Each applicant must have received a BA or BS degree or its equivalent prior to matriculation. A master’s degree is not required for admission to our program.
The PhD program admissions committee will not consider any application until it is complete. Applicants may check the status of their application by logging into their online account.
The admissions committee will review completed applications and invite selected applicants to interview with our faculty by phone, Zoom, or similar virtual platforms. Applicants must complete the interview process to be considered for admission, and final admissions decisions will be made from the pool of interviewed applicants. Interview invitations will be sent out to applicants via email by mid- to late- January, or earlier if feasible. Virtual interviews will be conducted in early February. Selected students will be invited to an in-person campus visit in early March to meet current faculty and graduate students, as well as learn more about the program the Hopkins BME environment.
Applicants will be notified via email by late March with the outcome of their application. A full offer of admission to the program will include a yearly stipend, full tuition, matriculation fee, and individual medical and dental insurance. This applies to every accepted applicant, regardless of citizenship or national origin unless the applicant receives a conditional acceptance. Those offered admission will be asked to communicate their decision as soon as possible. In any case, we must have the applicant’s decision by April 15.

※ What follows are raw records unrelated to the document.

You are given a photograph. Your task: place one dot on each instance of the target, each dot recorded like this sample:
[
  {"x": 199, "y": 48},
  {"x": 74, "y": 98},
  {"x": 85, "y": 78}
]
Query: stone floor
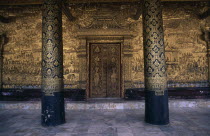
[{"x": 183, "y": 122}]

The Vivien Thomas Scholars Initiative (VTSI) is a new endowed fellowship program at Johns Hopkins for PhD students in STEM fields. It provides full tuition, stipend, and benefits while also providing targeted mentoring, networking, community, and professional development opportunities. Students who have attended a historically black college and university or other minority serving institution for undergraduate study are eligible to apply. To be considered for the VTSI, all application and supplementary materials must be received by December 1, 2022.